Abi masih melihat usaha Kak Tery yang masih berusaha menurunkan koper itu, aku hanya berteriak menyemangati begitu juga dengan Umi.
Abi tertawa melihat wajah Kak Tery yang begitu kesal melihatku tidak membawa barang sebiji-pun. Ia mendengus kesal, karena tidak ada seorang pun membantunya.
Akhirnya Umi tidak tega melihat Kak Tery kesusahpayahnya itu, umi menyuruh Abi untuk membantunya.
"Weleh, Mbake kesel opo!" Ledekku sedikit menyeringai.
Kak Tery tidak mengeluarkan sepatah kata denganku, ia hanya menggelembunhkan pipinya sambil membuka tas yang Kak Tery bawa.
Aku melirik Umi, sambil menarik gamisnya "Umi, kuncine ngendi? Moso iyo ngenteni Ibu kontrakan teko." Dengan mata melirik tajam, umi membalikkan pandanganku dan berteriak ke Abi.
"Bi,, anakmu iki takon kunci omahe ngendi, sampean nyekel opo ora?" Teriak Umi bergemang memasuki rumah.
Aku dan Kak Tery sempat kaget mendengar suara gemangan Umi tadi, umi hanya tertawa saat suaranya itu bergemang begitu keras.
Bisa jadi, suara itu terdengar oleh tetangga baru kami karena jelas seperti berteriak membangunkannya.
Ternyata Abi sudah menyimpan kunci rumah itu di sakunya. Abi pun mulai mendekat di depan pintu dan membuka rumah baru kami.
Cetak!
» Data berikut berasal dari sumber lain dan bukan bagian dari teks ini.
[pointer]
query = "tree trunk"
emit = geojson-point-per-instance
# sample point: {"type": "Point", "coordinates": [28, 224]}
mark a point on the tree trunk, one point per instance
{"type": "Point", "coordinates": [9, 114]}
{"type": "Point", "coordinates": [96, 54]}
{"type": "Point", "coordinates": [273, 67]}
Krieetttt..
Suara pintu bergemang seperti teriakan Umi barusan. Pintu tersebut terbuka lebar, aku hanya melihat isi rumah itu kosong, tidak ada satu barang pun yang tersisa.
Walaupun bersih, tidak ada kotoran sama sekali. Aku sedikit nyaman dengan rumah baru ini.
Abi berusaha mencari tikar gulung, kak Tery berusaha mencari ponselnya, dan Umi sedang membayar supir tersebut karena sudah membantu kami sampai ke tujuan dengan selamat.